To cope with trauma, sometimes it’s necessary to come down from the metaphysical and be present with the material.
Our Faith

I have never been a gardener. Despite my best intentions, any plants I try to tend typically wither up and die before I can enjoy the fruits of my labor. Perhaps this is because I never thought of gardening as a practice of mutual care. Rather, I have attempted to grow plants for the express purpose of consuming their fruit. But last summer I read Robin Wall Kimmerer’s Braiding Sweetgrass (Milkweed Editions) and began to understand the importance of reciprocity—of receiving all life as a gift and giving myself in return. So I planted a garden and am happy (if somewhat surprised) to report that it flourished. And not only did it flourish, but it also saved me.

Last year, on June 14, I awoke at 6 a.m. to one of the worst text messages I can imagine. It was from my sister: “Please come be with the kids as soon as you can this morning. I’m so sorry. There’s no other way.”

Thankfully, we found her in time.

She was admitted as a psychiatric patient in a nearby hospital and subsequently diagnosed with major depression with psychotic features after a prior misdiagnosis of postpartum depression.
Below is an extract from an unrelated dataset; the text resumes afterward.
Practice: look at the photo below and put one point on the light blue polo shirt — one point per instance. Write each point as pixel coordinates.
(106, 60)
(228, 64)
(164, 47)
This depressive episode manifested for her in severe anxiety, guilt, and hyperactive religiosity. Focusing relentlessly on every sin she had ever committed—even those for which she had been absolved already—and exaggerating them beyond reason, she began to see herself as evil to her core. She became convinced that she lacked a soul and that God had abandoned her due to previous misdeeds. Despite having three beautiful children, her illness made her view life as fruitless and irreparably corrupt.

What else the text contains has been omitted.